От очевидного вопроса он воздержался, и мне это не понравилось. Уж лучше бы спросил.
— Я потерял веру, — нехотя буркнул я.
— Как это бывает у священнослужителей?
— Похоже на то, но не совсем. Полицейские довольно часто теряют веру, однако работу не бросают. А у некоторых ее и вовсе не было с самого начала, и ничего, угрызений совести не чувствуют. Что до меня, я просто понял, что не желаю больше оставаться полицейским. И мужем, и отцом. И полезным членом общества тоже. Но это ему знать не обязательно.
— Коррупция в ведомстве повлияла?
— Вовсе нет. — Коррупция никогда меня не волновала, без этого повсеместного явления, видимо, трудно обойтись в наше время — семью-то надо как-то содержать. — Причина в другом.
— Понимаю.
— Сомневаюсь. А впрочем, это не секрет. Как-то летом я сменился с дежурства и заглянул в бар на Вашингтон-Хайтс, — там нашему брату дают бесплатную выпивку. Были там два типа, решили поживиться, а уходя, уложили бармена выстрелом в сердце. Я выскочил за ними на улицу, одного убил сразу, другому попал в бедро. Теперь он на всю жизнь останется хромым.
— Понимаю, — повторил он.
— Не уверен в этом. Мне доводилось убивать и раньше. И вообще — я был очень рад, что первый погиб, и чрезвычайно раздосадован, что второй выжил.
— Но тогда…
— Один из выстрелов прошел мимо цели, и пуля рикошетом угодила в глаз семилетней девочке. Сантиметром выше, и она скользнула бы по лбу, тогда остался бы только безобразный шрам, и все. Но случилось иначе: пуля прошла через мягкие ткани прямо в мозг. Мне сказали, что она скончалась мгновенно. — Я посмотрел на свои руки. Почти не дрожат. Взяв чашку, я допил остывший кофе. — О моей виновности вообще не было речи. Напротив, я получил благодарность в приказе. И уволился. Просто расхотел быть полицейским.

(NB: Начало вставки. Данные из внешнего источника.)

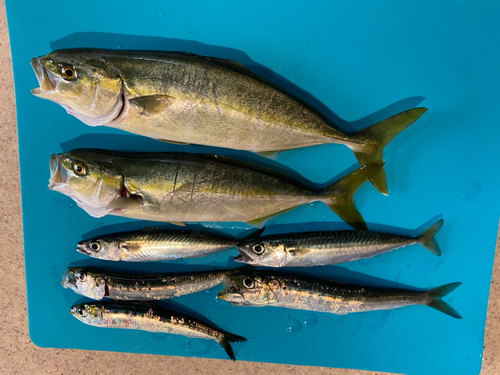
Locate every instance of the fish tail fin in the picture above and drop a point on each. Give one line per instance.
(427, 240)
(225, 343)
(437, 303)
(340, 194)
(376, 137)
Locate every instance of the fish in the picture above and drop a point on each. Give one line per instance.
(152, 244)
(266, 288)
(151, 318)
(180, 188)
(98, 284)
(183, 98)
(323, 248)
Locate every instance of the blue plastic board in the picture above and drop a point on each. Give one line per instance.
(357, 61)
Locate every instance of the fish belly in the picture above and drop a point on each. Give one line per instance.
(187, 121)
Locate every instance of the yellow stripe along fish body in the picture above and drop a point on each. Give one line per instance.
(150, 318)
(192, 188)
(184, 98)
(263, 288)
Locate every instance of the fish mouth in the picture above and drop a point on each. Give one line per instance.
(58, 174)
(66, 280)
(234, 298)
(243, 258)
(47, 81)
(82, 248)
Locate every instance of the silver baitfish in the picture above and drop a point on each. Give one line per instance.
(260, 288)
(97, 284)
(151, 318)
(329, 247)
(151, 244)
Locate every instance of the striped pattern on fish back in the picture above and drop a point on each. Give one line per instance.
(151, 319)
(340, 246)
(171, 245)
(341, 298)
(158, 287)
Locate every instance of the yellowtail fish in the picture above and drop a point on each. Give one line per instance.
(184, 98)
(183, 188)
(328, 247)
(261, 288)
(98, 284)
(151, 244)
(151, 318)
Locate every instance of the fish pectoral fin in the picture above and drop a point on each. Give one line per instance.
(253, 234)
(153, 104)
(174, 142)
(179, 223)
(125, 203)
(261, 220)
(299, 252)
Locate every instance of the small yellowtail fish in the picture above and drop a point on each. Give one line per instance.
(151, 244)
(260, 288)
(181, 188)
(97, 284)
(184, 98)
(151, 318)
(330, 247)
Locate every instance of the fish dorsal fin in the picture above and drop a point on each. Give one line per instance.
(253, 234)
(149, 229)
(293, 178)
(237, 67)
(174, 142)
(178, 223)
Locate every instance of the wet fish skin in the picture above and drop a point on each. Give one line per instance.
(183, 188)
(151, 244)
(262, 288)
(327, 247)
(184, 98)
(150, 318)
(98, 284)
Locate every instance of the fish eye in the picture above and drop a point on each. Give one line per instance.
(248, 282)
(258, 249)
(95, 246)
(68, 72)
(80, 276)
(79, 169)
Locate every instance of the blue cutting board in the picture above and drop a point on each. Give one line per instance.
(357, 61)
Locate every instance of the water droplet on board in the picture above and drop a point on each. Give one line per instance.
(294, 326)
(309, 320)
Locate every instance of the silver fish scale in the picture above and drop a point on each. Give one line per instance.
(323, 248)
(170, 245)
(154, 320)
(302, 294)
(158, 287)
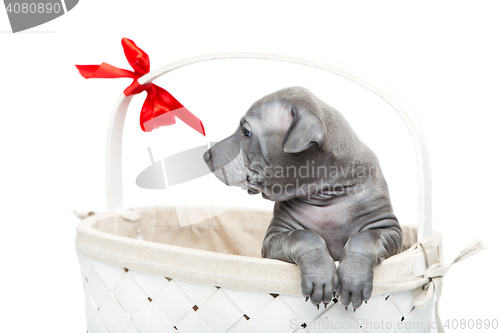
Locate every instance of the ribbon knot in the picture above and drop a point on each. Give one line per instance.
(160, 108)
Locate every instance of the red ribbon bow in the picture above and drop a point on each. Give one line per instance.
(160, 107)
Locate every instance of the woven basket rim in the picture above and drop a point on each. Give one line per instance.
(400, 272)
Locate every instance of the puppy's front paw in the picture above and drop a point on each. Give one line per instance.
(356, 280)
(319, 278)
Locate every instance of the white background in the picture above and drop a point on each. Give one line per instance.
(441, 57)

После ухода Хэннифорда я еще некоторое время просидел в баре. Перехватив мой взгляд, Трина принесла еще одну чашку кофе с коньяком.

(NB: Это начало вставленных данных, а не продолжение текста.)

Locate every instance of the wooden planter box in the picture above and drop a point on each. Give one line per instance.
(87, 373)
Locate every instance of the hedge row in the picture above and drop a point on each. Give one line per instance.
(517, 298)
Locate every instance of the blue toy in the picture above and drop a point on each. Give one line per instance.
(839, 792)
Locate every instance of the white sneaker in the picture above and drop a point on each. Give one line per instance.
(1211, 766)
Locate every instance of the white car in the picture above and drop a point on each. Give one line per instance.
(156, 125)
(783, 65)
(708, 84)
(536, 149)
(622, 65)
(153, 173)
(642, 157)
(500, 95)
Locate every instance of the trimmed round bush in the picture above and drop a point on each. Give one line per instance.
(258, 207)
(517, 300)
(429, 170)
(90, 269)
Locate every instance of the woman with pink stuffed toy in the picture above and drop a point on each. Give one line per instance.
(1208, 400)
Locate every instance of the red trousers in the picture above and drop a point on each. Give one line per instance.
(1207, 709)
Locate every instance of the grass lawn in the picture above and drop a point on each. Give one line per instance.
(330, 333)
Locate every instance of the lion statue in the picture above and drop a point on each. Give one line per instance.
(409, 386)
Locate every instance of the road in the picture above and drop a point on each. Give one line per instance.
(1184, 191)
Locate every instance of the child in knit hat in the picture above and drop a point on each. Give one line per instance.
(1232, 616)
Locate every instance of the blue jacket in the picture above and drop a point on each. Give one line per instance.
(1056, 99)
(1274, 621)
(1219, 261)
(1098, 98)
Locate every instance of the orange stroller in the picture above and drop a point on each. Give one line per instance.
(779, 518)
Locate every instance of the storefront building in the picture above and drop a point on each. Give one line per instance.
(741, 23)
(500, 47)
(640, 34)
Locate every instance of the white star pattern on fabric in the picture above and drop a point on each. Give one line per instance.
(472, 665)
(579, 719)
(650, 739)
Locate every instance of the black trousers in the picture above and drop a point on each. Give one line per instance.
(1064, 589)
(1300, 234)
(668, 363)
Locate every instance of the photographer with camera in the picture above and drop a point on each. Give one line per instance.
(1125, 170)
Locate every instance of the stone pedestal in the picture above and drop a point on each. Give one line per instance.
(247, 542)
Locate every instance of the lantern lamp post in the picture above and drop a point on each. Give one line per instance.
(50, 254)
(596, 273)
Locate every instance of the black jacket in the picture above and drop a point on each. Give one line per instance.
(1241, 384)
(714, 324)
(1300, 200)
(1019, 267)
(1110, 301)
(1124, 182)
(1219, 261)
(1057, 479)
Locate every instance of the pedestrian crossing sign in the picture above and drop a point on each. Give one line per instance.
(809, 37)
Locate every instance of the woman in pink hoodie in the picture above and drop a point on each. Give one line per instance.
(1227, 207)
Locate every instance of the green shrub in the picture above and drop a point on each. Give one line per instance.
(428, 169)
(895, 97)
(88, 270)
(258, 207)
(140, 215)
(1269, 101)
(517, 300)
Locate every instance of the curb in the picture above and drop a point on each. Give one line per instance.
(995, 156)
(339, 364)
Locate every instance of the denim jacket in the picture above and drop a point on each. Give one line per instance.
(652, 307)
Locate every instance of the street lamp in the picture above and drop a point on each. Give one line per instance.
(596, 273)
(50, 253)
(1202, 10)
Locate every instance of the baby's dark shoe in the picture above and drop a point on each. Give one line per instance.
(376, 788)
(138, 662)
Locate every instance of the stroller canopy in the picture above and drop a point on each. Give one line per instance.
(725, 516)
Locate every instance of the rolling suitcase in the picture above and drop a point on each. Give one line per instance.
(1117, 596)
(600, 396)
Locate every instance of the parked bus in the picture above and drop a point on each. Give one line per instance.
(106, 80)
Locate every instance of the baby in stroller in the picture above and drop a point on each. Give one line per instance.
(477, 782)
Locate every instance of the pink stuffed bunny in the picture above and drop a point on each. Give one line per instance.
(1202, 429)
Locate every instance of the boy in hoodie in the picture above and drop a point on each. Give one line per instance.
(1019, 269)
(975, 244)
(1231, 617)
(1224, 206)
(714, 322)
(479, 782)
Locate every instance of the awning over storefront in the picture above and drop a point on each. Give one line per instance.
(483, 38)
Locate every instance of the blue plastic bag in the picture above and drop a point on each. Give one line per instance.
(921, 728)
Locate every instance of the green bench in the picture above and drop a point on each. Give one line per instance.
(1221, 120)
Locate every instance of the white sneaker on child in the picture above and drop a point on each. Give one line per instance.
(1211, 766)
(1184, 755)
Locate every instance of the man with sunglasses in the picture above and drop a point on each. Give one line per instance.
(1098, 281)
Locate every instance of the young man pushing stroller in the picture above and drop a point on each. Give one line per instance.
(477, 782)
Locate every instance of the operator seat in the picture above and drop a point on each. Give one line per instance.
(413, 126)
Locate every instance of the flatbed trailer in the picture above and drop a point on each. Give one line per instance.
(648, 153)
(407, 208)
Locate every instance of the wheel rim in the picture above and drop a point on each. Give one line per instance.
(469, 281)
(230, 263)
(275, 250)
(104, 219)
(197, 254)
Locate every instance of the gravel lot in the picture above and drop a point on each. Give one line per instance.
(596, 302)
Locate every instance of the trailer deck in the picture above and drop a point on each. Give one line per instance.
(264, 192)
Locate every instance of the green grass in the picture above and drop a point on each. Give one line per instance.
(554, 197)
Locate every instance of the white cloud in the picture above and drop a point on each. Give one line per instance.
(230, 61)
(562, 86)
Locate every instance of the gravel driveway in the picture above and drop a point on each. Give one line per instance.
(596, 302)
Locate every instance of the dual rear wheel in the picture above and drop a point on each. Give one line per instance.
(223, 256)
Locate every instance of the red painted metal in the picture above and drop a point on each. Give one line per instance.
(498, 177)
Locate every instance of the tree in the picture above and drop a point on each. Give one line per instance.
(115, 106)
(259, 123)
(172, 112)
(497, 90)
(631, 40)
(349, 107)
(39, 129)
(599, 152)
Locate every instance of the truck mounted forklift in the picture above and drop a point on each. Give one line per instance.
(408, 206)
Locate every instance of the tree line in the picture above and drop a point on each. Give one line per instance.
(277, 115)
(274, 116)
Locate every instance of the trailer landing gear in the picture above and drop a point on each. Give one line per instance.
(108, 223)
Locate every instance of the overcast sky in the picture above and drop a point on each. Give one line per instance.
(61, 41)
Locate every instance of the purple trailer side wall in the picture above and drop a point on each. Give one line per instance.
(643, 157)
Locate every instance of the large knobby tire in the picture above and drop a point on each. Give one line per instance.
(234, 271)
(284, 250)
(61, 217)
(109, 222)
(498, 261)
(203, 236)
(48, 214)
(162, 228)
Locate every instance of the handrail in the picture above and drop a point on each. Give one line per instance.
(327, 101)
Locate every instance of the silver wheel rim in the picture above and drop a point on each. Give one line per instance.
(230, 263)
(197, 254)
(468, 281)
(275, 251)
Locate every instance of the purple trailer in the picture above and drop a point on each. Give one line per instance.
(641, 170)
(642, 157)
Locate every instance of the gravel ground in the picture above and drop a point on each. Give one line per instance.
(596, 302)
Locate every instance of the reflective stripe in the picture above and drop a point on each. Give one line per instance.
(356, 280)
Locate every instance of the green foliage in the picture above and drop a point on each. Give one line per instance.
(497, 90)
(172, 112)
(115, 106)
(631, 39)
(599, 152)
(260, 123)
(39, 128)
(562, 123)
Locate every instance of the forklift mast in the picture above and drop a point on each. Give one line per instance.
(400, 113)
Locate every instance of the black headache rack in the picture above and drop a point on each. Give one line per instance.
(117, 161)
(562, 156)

— Твой приятель не очень-то прикладывался к своему виски.
С этим я охотно согласился, однако что-то в моем тоне насторожило ее; она опустилась на стул, где только что сидел Хэннифорд, и на секунду прикрыла ладонью мою руку.
— Неприятности, Мэт?
— Я бы так не сказал. Просто наклюнулось дельце, которым мне совсем не светит заниматься.